This project is an implementation of the full C89/C90 C specification for x86-64
linux. It'sis mostly based on Engineering a Compiler 2nd Edition. The compiler is self hosting. It's just a hobby, it won't be big and professional like gcc. All of the C89/C90 specification has been implemented. All tests in SQLite's tcltest
pass. The was assembler can be used to produce object files by setting the AS
environment variable.
$ make wcc
$ ./wcc test.c -o test
The compiler goes through the following phases:
- C Preprocessor
- Hand rolled lexer
- Precedence climbing parser
- Simple arithmetic transformations
- Transformation into SSA
- Data flow analysis and replacement of variables with live ranges
- Live range coalescing
- Some more arithmetic optimizations while converting out of a linear IR into a tree IR
- Instruction selection using tree pattern matching
- Live range coalescing (again)
- Register allocation using top-down graph coloring
- Code generation using tree tiling
Run all tests
$ make test
Test 3 stage self compilation
$ make test-self-compilation
Run benchmarks
$ make run-benchmark
Compile and test sqlite3
$ CC=.../wcc ./configure
$ make tcltest
#include <stdio.h>
typedef struct s1 {
int i, j;
} S1;
typedef struct s2 {
S1 *s1;
} S2;
void main() {
S2 *s2;
s2 = malloc(sizeof(S2));
s2->s1 = malloc(sizeof(S1));
s2->s1->j = 1;
printf("%d\n", s2->s1->j);
}
main:
push %rbp # Function prologue
mov %rsp, %rbp
push %rbx
subq $8, %rsp
movq $8, %rdi # s2 = malloc(sizeof(S2));
callq malloc@PLT
movq %rax, %rbx # rbx = s2
movq $8, %rdi # s2->s1 = malloc(sizeof(S1));
callq malloc@PLT
movq %rax, %rcx
addq $8, %rsp
movq %rcx, %rax
movq %rax, (%rbx)
movq %rbx, %rax # s2->s1->j = 1;
movq (%rax), %rax
movl $1, 4(%rax)
subq $8, %rsp # printf("%d\n", s2->s1->j);
movq %rbx, %rax
movq (%rax), %rax
movl 4(%rax), %esi
leaq .SL0(%rip), %rdi
movb $0, %al # printf is variadic, 0 is the number of floating point arguments
callq printf@PLT
addq $8, %rsp
movq $0, %rax # Function exit code zero
popq %rbx # Function epilogue
leaveq
retq
The project started out as a clone of c4 to teach myself to write it from scratch. I then went down a route based on TCC where I wrote a code generator that outputted an object (.o
) file. It then quickly became clear that generating object code without using an assembler is a waste of time, so I adapted it to produce .s
files and compiled them with gcc. I then proceeded implemeting Sebastian Falbesoner's approach to register allocation. At this point I went academic and started reading Engineering a Compiler 2nd Edition. First SSA transformation, then graph coloring register allocation, then finally instruction selection using tree pattern matching.

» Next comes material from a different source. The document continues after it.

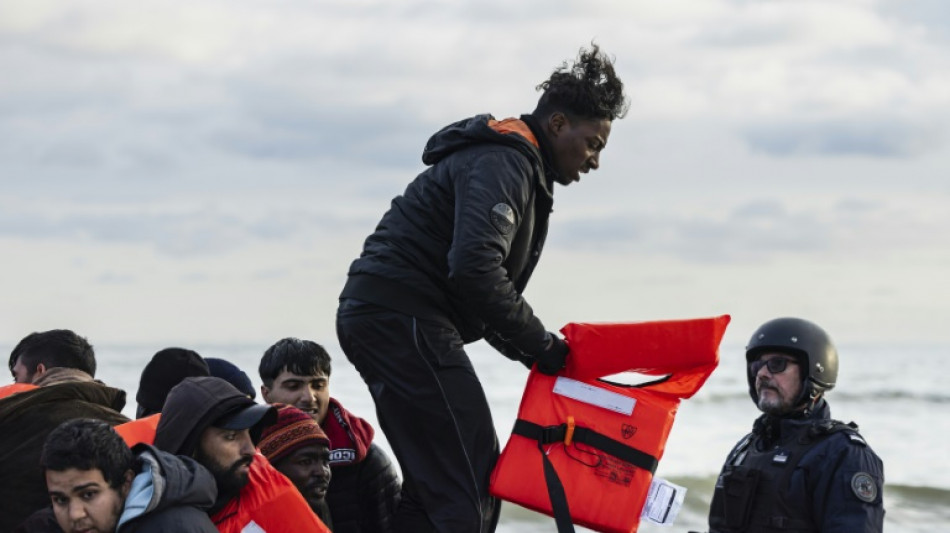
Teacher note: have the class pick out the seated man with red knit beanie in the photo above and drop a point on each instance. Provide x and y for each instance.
(365, 491)
(219, 426)
(300, 450)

After a hiatus I resumed work and fixed a ton of bugs in the instruction selection. I then decided to implement the full C89/C90 specification, starting with the non-preprocessor parts, then the preprocessor.
To validate the compiler can compile something other than itself correctly, I fixed enough bugs to get sqlite3
to compile and pass the tcltest
tests.